Come una visione dell'incubo di un sopravvissuto al gulag, gli appartamenti di Tiksi rovinati dal vento e le capanne a sbalzo di larice erano desolate e solitarie sotto una sponda di nebbia. Gli slogan dipinti in lettere rosse di dieci piedi (GLORYTO LABOR! I BAMBINI SONO LA NOSTRA FUTURA! FIORITURA, YAKUTIA MYBELOVED!) Coprivano le facciate logore del centro collinare, ricordandomi che questa città di qualche migliaio di anime, per lo più militari russi e funzionari di stato, era un vivace porto sovietico, nonché uno dei luoghi più segreti dell'URSS. La popolazione di Tiksi - circa 12.000 in epoca sovietica - godeva di alti salari e privilegi per i tour di servizio che includevano due mesi di notte polare e 120 giorni di venti di burrasca all'anno. Ora la maggior parte dei restanti 6000 Tiksiani sembrano bloccati.

Io e i miei due ospiti, Tamara (un gestore del porto di Tiksi) e Olga (un marinaio e un cuoco), andammo nell'un bar ristorante dell'insediamento, una baracca gialla non contrassegnata. "Che diavolo vuoi?" Urlò la donna delle porte, un pesante troll con una zazzera di capelli perossidati. "Perché non ci hai comunicato in anticipo che stavi arrivando!"

"È un modo per trattare i clienti?" Rispose Olga. "Perché non limitarti a salvare il fiato e versare letame su di noi, invece!" "Sì!" Suonò a Tamara. "Non dobbiamo patrocinare il tuo stabilimento!"

"Allora non farlo!" Il troll sbatté la porta.

In effetti, non avevamo scelta, quindi ci siamo fatti strada e abbiamo montato le scale in un bar cavernoso. Il troll accese le luci di Natale rosse, verdi e bianche appese alle pareti. Una barista dal grembiule triste ha preso i nostri ordini. Tamara e Olga hanno parlato del loro glorioso passato sovietico. “Ci siamo sentiti così pionieri qui! Lo stato ci forniva solo le prelibatezze più costose! ”, Ha detto Tamara. “Conoscevamo solo il lusso! I nostri mariti volavano a Mosca solo per bere una birra! ”

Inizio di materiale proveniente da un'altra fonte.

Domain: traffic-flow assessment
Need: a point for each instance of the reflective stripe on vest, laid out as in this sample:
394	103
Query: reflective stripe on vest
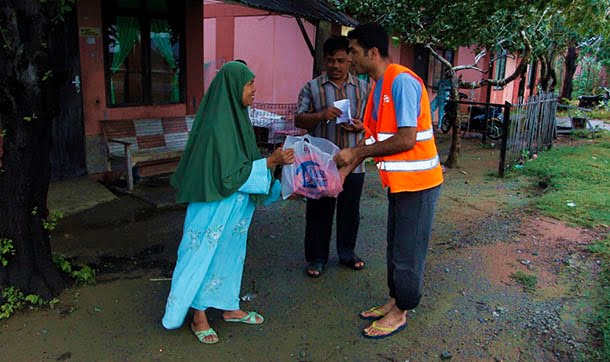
421	136
408	166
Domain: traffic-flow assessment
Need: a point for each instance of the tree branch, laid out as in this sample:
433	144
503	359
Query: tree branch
438	56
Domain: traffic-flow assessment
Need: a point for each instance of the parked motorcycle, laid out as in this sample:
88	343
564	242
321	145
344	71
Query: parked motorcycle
476	123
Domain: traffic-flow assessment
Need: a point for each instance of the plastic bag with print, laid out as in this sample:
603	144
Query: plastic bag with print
314	173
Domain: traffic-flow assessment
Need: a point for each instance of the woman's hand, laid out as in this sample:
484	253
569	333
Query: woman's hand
280	157
355	126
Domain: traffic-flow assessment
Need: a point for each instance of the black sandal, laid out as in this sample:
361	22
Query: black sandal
314	266
351	263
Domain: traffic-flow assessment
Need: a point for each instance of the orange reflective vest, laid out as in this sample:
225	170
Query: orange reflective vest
418	168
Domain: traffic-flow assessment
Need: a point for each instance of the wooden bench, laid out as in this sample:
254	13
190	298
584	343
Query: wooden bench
146	140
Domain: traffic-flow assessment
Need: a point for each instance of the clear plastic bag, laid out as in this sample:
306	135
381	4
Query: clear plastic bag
314	173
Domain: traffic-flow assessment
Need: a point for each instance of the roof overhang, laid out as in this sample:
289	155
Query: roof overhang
312	10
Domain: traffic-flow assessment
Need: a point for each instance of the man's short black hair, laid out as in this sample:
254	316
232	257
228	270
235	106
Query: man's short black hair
335	43
371	35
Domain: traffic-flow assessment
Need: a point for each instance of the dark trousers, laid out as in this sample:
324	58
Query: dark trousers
319	221
410	217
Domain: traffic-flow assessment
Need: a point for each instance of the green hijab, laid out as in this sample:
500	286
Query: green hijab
221	146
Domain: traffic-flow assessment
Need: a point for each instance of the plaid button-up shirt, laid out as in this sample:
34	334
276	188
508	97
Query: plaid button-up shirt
320	93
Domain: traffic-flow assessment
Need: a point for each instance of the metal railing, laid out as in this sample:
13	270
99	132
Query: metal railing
531	128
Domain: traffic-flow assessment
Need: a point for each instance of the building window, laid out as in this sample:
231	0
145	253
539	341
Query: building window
436	69
500	66
143	52
531	75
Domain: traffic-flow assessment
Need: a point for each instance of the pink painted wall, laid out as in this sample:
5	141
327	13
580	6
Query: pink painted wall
394	53
275	50
209	51
466	56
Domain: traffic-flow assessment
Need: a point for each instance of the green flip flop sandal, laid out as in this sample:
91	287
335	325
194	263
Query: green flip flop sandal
378	314
249	318
207	332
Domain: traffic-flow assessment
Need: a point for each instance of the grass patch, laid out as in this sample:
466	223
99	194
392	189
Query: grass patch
602	317
576	189
575	182
527	281
602	113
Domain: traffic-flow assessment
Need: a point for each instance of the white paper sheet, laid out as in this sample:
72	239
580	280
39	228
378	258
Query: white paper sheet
346	115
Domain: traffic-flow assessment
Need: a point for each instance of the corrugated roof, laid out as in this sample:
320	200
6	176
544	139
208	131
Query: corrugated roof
308	9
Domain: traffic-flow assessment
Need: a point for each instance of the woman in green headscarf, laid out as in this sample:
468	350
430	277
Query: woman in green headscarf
221	176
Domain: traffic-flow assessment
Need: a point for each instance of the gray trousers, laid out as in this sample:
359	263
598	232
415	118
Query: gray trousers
410	218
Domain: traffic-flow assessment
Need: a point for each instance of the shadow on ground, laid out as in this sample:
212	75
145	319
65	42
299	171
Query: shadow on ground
472	309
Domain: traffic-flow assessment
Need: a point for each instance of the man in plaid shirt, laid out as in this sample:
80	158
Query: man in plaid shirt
316	113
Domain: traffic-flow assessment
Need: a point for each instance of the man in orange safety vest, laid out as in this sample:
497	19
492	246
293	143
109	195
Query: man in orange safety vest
400	137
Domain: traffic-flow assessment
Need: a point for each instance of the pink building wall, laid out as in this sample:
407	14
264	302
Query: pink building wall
277	53
272	45
209	51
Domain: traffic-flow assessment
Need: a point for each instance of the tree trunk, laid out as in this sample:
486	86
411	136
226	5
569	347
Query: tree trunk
552	74
28	101
544	74
566	90
451	111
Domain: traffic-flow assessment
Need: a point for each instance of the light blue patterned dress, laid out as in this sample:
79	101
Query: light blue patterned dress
213	249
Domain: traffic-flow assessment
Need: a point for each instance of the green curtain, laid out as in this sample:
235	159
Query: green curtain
127	33
160	37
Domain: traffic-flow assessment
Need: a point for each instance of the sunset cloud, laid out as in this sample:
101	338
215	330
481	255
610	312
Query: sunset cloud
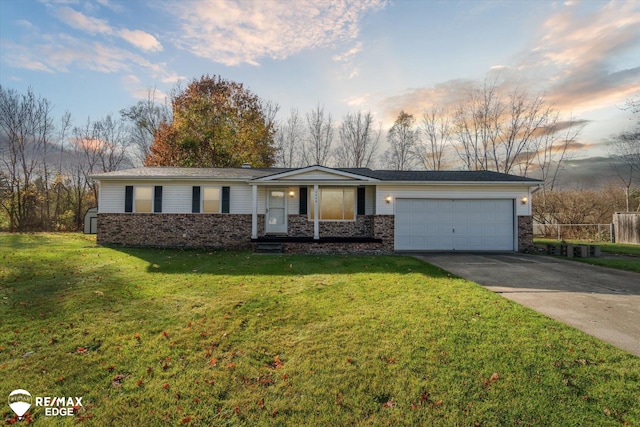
571	62
141	40
82	22
233	32
90	25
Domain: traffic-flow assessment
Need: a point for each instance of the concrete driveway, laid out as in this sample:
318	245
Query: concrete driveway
600	301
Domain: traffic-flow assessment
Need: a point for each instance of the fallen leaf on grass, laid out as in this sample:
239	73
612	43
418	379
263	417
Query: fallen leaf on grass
117	380
277	362
389	404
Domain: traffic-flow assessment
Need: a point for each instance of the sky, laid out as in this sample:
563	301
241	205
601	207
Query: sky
94	58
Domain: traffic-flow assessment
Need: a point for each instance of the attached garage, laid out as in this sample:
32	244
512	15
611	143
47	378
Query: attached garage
454	225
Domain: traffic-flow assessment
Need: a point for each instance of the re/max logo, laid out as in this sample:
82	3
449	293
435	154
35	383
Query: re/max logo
58	401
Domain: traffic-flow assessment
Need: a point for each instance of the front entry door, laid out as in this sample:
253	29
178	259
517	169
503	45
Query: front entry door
276	212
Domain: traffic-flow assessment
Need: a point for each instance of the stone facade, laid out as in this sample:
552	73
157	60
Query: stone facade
525	233
301	226
233	231
225	231
219	231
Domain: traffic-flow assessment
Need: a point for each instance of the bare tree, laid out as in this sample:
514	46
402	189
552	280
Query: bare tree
100	146
505	132
25	129
289	141
547	156
358	141
477	126
319	137
402	138
625	152
435	136
145	118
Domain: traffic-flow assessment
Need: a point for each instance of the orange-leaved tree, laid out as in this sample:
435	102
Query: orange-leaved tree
215	123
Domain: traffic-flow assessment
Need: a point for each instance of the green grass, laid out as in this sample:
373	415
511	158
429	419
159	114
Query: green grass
168	337
631	261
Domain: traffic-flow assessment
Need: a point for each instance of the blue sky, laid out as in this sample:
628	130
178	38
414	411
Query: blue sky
97	57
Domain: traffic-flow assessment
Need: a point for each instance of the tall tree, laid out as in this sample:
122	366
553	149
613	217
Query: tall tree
26	126
319	137
505	131
358	141
145	118
216	123
99	146
625	151
289	141
402	139
435	137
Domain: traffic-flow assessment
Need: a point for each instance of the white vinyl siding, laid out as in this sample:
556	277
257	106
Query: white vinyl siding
450	192
176	197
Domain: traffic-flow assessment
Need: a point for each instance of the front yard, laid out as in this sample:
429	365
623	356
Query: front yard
627	257
157	337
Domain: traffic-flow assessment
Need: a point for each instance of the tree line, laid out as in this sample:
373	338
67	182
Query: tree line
46	161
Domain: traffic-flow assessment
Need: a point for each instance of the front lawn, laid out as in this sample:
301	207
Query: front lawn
157	337
629	260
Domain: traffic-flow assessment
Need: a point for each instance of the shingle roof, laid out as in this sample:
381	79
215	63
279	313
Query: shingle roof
460	176
253	173
174	172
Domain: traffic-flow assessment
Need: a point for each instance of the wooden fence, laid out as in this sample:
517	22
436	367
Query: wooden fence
627	227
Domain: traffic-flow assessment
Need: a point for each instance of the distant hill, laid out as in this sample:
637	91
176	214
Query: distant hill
590	172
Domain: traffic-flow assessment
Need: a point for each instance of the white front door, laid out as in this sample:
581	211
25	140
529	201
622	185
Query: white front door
276	211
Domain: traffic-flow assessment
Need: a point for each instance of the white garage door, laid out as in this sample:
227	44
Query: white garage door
461	225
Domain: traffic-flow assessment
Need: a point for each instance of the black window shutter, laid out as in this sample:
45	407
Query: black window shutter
303	201
128	198
195	200
361	200
226	196
157	199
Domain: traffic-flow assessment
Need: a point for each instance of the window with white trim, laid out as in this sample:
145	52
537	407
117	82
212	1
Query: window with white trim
211	199
143	199
334	203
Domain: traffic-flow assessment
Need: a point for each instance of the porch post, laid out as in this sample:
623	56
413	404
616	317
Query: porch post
254	212
316	221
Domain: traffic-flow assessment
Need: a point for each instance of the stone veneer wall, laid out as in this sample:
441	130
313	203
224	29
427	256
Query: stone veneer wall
525	233
301	226
221	231
233	231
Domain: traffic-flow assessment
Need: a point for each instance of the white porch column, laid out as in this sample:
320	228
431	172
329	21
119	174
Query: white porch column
316	221
254	212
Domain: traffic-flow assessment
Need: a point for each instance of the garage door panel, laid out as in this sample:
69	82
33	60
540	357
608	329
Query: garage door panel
439	224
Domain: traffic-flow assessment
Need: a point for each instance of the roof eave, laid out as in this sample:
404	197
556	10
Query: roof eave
478	183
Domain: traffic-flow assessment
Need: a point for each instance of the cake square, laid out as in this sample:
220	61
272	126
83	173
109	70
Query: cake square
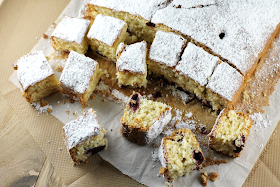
179	154
224	87
230	132
83	137
79	77
69	35
165	53
143	120
36	76
131	64
194	69
105	34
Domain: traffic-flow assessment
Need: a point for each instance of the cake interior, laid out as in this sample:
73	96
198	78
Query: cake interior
91	146
41	89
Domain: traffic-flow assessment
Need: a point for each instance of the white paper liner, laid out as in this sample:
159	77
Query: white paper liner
136	161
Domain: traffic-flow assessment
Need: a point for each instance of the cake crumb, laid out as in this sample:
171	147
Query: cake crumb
210	162
70	100
204	178
59	69
213	176
45	36
162	170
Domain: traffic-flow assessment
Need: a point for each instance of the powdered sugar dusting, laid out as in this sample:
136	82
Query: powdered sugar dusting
133	58
225	81
143	8
106	33
120	96
180	94
197	64
41	109
71	29
236	30
158	126
80	129
167	48
78	71
260	121
33	68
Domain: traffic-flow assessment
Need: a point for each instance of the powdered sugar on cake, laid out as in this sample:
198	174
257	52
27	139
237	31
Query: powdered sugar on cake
236	30
71	29
143	8
82	128
158	126
225	81
78	72
166	48
106	29
33	68
197	64
133	58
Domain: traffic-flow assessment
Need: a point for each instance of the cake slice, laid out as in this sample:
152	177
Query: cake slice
83	137
194	69
165	52
224	87
79	77
36	76
69	35
105	34
131	64
143	120
230	132
179	154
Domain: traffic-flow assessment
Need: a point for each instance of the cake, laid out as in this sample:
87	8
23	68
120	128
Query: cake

Il bar si riempiva di una cupa folla di jeans e giacche di pelle nera: delicate donne Yakut, pallide e con le guance alte, e giovani uomini, russi e yakut, per lo più sporchi e inciampare. Mentre mi infilavo la bistecca e le patatine, il troll in realtà sorrise. La dura natura selvaggia della Lena si ritirò dalla mia coscienza e mi sentii liberato.

Una settimana dopo, Vadim e io salimmo su un aereo per il volo per Mosca, sei fusi orari indietro. Abbiamo sorvolato la tundra montuosa, quindi un tappeto di foresta intrecciato con fiumi d'argento. Ci sarebbero volute nove ore per volare attraverso la Siberia, terreno che i cosacchi avevano annesso alla Russia nel corso di un secolo. Nel bene o nel male, il loro exploit ci colpisce ancora.